Standardized Case Influence on Parameter Estimates

Gets a lavaan_rerun() output and computes the standardized changes in selected parameters for each case if included.

Usage

est_change(rerun_out, parameters = NULL)

Arguments

rerun_out: The output from lavaan_rerun().
parameters: A character vector to specify the selected parameters. Each parameter is named as in lavaan syntax, e.g., x ~ y or x ~~ y, as appeared in the columns lhs, op, and rhs in the output of lavaan::parameterEstimates(). Supports specifying an operator to select all parameters with this operators: ~, ~~, =~, and ~1. This vector can contain both parameter names and operators. More details can be found in the help of pars_id().

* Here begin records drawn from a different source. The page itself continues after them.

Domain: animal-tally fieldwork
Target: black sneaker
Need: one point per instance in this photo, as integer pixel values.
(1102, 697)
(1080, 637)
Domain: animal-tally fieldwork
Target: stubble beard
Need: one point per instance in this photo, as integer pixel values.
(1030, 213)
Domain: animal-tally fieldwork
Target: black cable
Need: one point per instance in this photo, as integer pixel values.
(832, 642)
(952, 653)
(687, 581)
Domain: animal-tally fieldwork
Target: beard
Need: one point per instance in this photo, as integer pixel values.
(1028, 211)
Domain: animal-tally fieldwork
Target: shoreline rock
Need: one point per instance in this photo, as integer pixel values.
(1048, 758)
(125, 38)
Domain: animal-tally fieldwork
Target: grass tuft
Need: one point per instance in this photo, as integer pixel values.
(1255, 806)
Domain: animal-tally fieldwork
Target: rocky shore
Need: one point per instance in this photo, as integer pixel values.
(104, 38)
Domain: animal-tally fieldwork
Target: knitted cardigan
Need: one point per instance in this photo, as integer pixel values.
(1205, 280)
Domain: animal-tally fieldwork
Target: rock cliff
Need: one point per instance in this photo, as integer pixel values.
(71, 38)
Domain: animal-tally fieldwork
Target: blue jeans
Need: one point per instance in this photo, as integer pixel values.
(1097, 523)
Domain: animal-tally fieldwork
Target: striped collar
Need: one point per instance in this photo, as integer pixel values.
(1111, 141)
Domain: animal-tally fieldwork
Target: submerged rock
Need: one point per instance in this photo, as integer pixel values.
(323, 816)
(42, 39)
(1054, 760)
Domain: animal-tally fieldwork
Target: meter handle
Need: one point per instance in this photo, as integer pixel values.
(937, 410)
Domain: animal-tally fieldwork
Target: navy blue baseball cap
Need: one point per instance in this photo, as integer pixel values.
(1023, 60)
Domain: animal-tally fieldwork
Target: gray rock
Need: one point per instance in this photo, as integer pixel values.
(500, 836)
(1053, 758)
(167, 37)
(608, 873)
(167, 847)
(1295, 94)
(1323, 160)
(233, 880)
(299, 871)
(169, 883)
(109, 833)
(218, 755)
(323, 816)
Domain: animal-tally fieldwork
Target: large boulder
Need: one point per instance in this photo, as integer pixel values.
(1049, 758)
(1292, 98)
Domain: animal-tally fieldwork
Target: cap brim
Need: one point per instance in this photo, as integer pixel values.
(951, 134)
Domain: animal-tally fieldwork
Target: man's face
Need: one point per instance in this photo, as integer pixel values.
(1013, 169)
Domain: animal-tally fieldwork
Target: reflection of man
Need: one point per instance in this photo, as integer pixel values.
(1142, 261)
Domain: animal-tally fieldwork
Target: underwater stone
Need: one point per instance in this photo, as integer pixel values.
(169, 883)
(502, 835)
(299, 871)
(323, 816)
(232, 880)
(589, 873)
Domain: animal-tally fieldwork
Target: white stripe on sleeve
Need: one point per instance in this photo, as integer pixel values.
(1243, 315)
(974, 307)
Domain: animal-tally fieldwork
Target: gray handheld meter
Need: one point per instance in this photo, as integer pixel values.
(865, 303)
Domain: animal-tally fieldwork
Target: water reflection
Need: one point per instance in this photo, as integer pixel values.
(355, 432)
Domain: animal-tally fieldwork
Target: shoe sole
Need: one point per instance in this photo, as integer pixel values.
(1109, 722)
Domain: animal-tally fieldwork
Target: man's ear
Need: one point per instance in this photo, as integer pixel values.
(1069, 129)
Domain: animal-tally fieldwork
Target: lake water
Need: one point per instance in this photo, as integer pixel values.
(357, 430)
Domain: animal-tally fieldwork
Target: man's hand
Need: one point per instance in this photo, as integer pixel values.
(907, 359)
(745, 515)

If omitted or NULL, the default, changes on all free parameters will be computed.

Value

An est_change-class object, which is matrix with the number of columns equals to the number of requested parameters plus one, the last column being the generalized Cook's distance. The number of rows equal to the number of cases. The row names are the case identification values used in lavaan_rerun(). The elements are the standardized difference. Please see Pek and MacCallum (2011), Equation 7. A print method is available for user-friendly output.

Details

For each case, est_change() computes the differences in the estimates of selected parameters with and without this case:

(Estimate with all case) - (Estimate without this case).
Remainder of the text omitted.